Loneliness is such a horrible feeling.  Nothing hurts my heart more than seeing a child without someone to play with or hearing that one of my students feels excluded.  That feeling of being left out only gets worse with age.

Did you know it is possible to feel incredible loneliness even when you are in a relationship?  I recently read that the feeling of being cut off in a relationship, left out, left behind is the leading reason women divorce their husbands.  Even if you talk every day, if all you ever talk about is who is picking up the kids, what is for dinner and did the bills get paid, that overwhelming crushing loneliness becomes too much for a heart to handle.  But the fear of that loneliness getting even worse by being alone keeps thousands of people, probably hundreds of thousands of people, in shitty relationships all around the world.  I guess a little loneliness is better than admitting you are really and truly alone.
This time of year is a terrible time of year to feel alone.  If you have any kind of social media presence you see happy couples together and families cuddling everywhere you turn.  People don’t do it to be cruel, they are sharing their joy which is what social media is for!  But for those who are alone, it can seem that everyone is loved and has a special someone except you.

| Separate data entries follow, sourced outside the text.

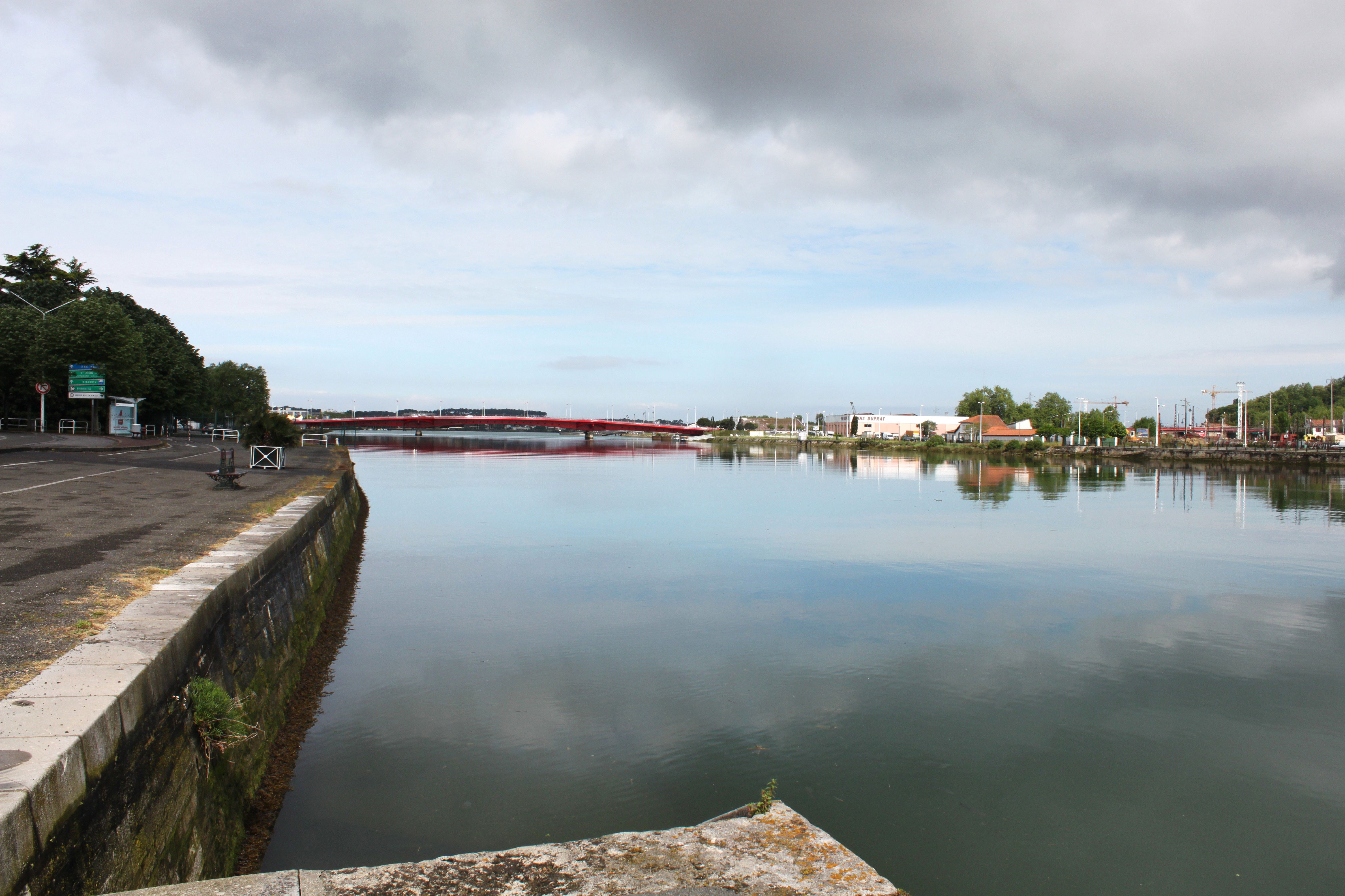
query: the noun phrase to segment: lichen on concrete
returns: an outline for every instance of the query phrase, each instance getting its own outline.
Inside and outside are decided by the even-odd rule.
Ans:
[[[620,833],[422,862],[320,875],[325,896],[897,896],[897,889],[820,827],[776,802],[771,811],[691,827]],[[311,896],[304,893],[304,896]]]

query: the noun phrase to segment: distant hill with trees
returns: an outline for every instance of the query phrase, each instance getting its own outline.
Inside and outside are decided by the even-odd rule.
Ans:
[[[145,423],[245,424],[266,412],[265,369],[234,361],[207,367],[168,317],[95,286],[79,259],[65,262],[42,243],[4,259],[0,286],[11,292],[0,292],[0,415],[36,416],[34,384],[50,383],[48,426],[59,418],[87,420],[89,402],[66,398],[70,364],[98,365],[108,395],[144,398],[139,416]],[[100,415],[106,418],[106,403]]]
[[[1311,383],[1280,386],[1274,392],[1247,399],[1247,418],[1252,426],[1264,426],[1274,407],[1276,433],[1301,431],[1303,418],[1310,420],[1330,419],[1334,402],[1334,416],[1341,419],[1345,414],[1345,403],[1336,392],[1340,392],[1342,386],[1345,386],[1345,376],[1329,379],[1322,386]],[[1209,423],[1236,422],[1237,402],[1229,402],[1206,411],[1205,419]]]

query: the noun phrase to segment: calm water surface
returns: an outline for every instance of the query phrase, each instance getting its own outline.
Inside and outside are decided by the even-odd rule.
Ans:
[[[362,438],[266,869],[780,798],[915,896],[1345,892],[1341,478]]]

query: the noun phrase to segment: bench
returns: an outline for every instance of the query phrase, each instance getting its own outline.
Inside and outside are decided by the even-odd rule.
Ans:
[[[234,449],[221,449],[219,469],[206,476],[215,481],[217,489],[241,489],[243,486],[238,485],[238,480],[247,474],[234,472]]]

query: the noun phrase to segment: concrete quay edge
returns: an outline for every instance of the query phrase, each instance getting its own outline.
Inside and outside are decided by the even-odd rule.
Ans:
[[[776,802],[690,827],[441,856],[280,870],[130,891],[134,896],[905,896],[807,818]]]
[[[0,893],[13,889],[147,708],[169,697],[229,599],[317,525],[340,492],[300,496],[183,566],[0,700]]]
[[[112,437],[116,438],[116,437]],[[9,445],[0,447],[0,454],[17,454],[19,451],[63,451],[67,454],[100,454],[102,451],[148,451],[149,449],[164,447],[168,445],[164,439],[155,439],[153,442],[147,442],[144,439],[134,439],[129,445],[47,445],[39,442],[38,445]]]

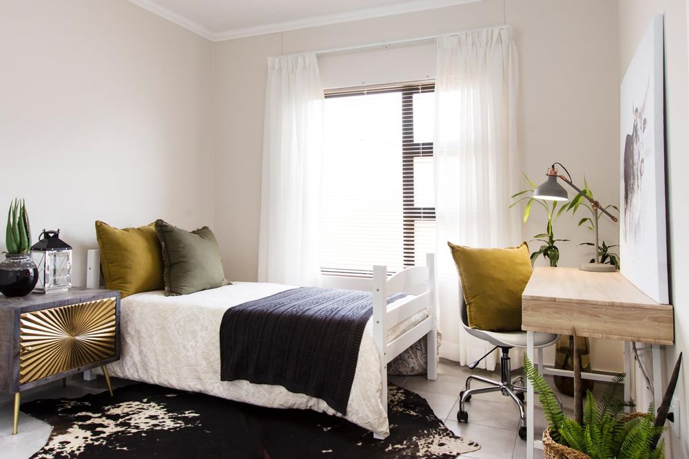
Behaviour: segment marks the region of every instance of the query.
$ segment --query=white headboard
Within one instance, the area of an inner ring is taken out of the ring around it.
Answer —
[[[101,250],[88,250],[86,255],[86,288],[101,286]]]

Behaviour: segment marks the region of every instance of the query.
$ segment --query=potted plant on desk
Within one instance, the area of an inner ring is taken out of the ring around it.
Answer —
[[[543,207],[548,217],[548,224],[546,226],[545,233],[537,234],[530,241],[531,242],[537,241],[542,243],[539,249],[531,253],[531,264],[533,265],[535,263],[539,257],[542,256],[548,261],[551,266],[557,266],[557,261],[559,260],[559,249],[557,248],[556,243],[567,242],[569,239],[555,239],[553,233],[553,224],[560,216],[560,214],[566,209],[567,206],[563,205],[558,209],[557,201],[553,201],[552,204],[550,204],[543,200],[534,198],[533,191],[536,189],[536,184],[526,174],[522,173],[522,175],[526,179],[529,188],[518,191],[511,196],[515,200],[510,204],[510,209],[512,209],[520,202],[526,201],[526,205],[524,209],[524,222],[526,223],[528,221],[529,216],[531,215],[531,208],[535,202],[537,205]]]
[[[595,211],[595,209],[591,206],[589,200],[588,199],[584,199],[584,196],[588,196],[589,199],[594,200],[593,192],[591,189],[588,187],[588,183],[586,182],[586,179],[584,179],[584,189],[582,189],[577,195],[572,200],[569,204],[566,206],[567,208],[567,212],[571,211],[572,215],[576,215],[577,211],[579,210],[581,206],[584,206],[588,212],[591,214],[590,217],[586,216],[579,220],[579,224],[577,226],[584,226],[591,232],[595,233],[596,228],[598,226],[598,223],[600,220],[600,214]],[[612,211],[614,209],[619,214],[619,209],[617,206],[613,206],[613,204],[609,204],[602,208],[604,210],[607,211]],[[594,222],[595,219],[595,222]],[[579,244],[580,246],[590,246],[593,247],[596,244],[593,242],[582,242]],[[617,247],[616,245],[608,246],[606,244],[605,240],[601,242],[601,244],[597,247],[595,248],[594,250],[598,251],[598,258],[599,262],[602,264],[611,264],[615,266],[615,269],[619,269],[619,255],[617,253],[613,253],[611,249]],[[592,258],[590,263],[595,263],[595,259]]]

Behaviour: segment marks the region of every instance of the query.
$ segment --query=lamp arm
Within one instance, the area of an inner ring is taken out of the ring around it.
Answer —
[[[601,204],[600,204],[599,202],[598,202],[598,201],[597,201],[597,200],[595,200],[594,199],[591,199],[590,198],[589,198],[588,195],[587,195],[586,193],[584,193],[578,186],[577,186],[577,185],[575,185],[573,183],[572,183],[572,182],[570,180],[568,180],[566,177],[565,177],[564,175],[557,175],[557,176],[559,178],[561,178],[563,182],[564,182],[568,185],[569,185],[570,186],[571,186],[572,188],[573,188],[574,189],[575,189],[577,191],[577,193],[581,194],[582,196],[584,196],[584,198],[586,198],[588,200],[588,202],[591,203],[592,206],[593,206],[595,208],[596,208],[598,210],[599,210],[601,212],[602,212],[605,215],[608,215],[611,220],[613,220],[613,222],[617,222],[617,217],[615,217],[615,215],[613,215],[613,214],[611,214],[610,212],[608,212],[608,211],[606,211],[604,209],[603,209],[602,207],[601,207]]]

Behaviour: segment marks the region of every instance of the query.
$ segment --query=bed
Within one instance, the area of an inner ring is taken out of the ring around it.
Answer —
[[[99,284],[99,251],[89,250],[88,287]],[[433,255],[427,255],[426,266],[408,268],[389,278],[385,266],[373,271],[373,314],[359,347],[346,415],[322,400],[280,385],[220,381],[218,330],[225,311],[291,286],[238,282],[177,297],[166,297],[163,291],[127,297],[121,303],[121,359],[108,370],[121,378],[253,405],[322,412],[384,438],[389,434],[387,363],[425,336],[427,377],[438,376]],[[418,293],[388,304],[388,297],[399,292]]]

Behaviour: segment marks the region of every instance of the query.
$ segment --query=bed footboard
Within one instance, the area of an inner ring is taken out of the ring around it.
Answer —
[[[387,278],[386,266],[373,266],[373,341],[380,357],[380,403],[387,412],[387,364],[412,344],[426,336],[428,344],[427,356],[429,379],[438,378],[438,333],[436,325],[437,307],[435,301],[435,261],[433,253],[426,255],[425,266],[407,268]],[[400,292],[419,291],[422,292],[409,296],[391,309],[387,308],[387,298]],[[404,319],[427,309],[428,317],[412,328],[388,341],[387,331]],[[383,437],[373,434],[376,438]]]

Nothing drives that point home more than the out of the blue text messages I received last week.  Both were from a couple of nicer guys I met on a dating website nearly two years ago.  Both of them messaged me after so long to ask how I was and if I was still single.  The “I’m married” response was met with radio silence but that isn’t really what got me thinking.  What got me thinking was how sad those two texts made me.  It makes me incredibly sad to think that there are so many people, like these two men, who are wonderful people but are feeling so lonely they message a random person they talked to two years earlier.  One of them had decided two years ago that we lived too far apart to keep chatting. Apparently his loneliness had gotten to the point where a 2 hour drive seemed doable.  And while I had found someone, here was this person that was still feeling so alone that he was going through old contacts hoping to strike up a conversation with someone he had turned down two years earlier. It makes me sad for them. 

Those texts also reminded me how incredibly blessed I am.  I have Tim, my soulmate and someone I can turn to for anything.  I don’t have to do it alone anymore and I don’t have to worry about that lonely feeling.  Which also made me realize how having felt that alone makes a person that much more careful to make sure that those you love never know that empty feeling.  Maybe that’s why we go through that hurt, so that we know how it feels and do our best to make sure our loved ones never feel that way. I would never want any of my friends or family to feel the way I felt so I will do my best to remind them constantly that I need them, appreciate them and love them. 

So.. with that thought, let's reach out to our friends and family.  Let's tell them how much we love them.  Remind them that they aren't alone. Get them out and about, invite them over, ask them for help.  Never let anyone feel alone that isn't.  And while you're at it, maybe let them know you've been there before and there is another side to that loneliness; a learning side and hope for a better after. 

And you know I can't let this topic go without sharing with you another reminder.  Please never forget that you are never alone.  God is always with you.  Sprinkle of Jesus app - download it.  (It was recommended to me by my oldest daughter, which will be shocking to some of you who know how hard Libby fought against me when it comes to organized religion.) The other day this was shared: "If you saw the size of the blessing coming, you would understand the magnitude of the battle you are fighting."  This has been true during so many times of my life.  Be strong, the blessing is just around the corner.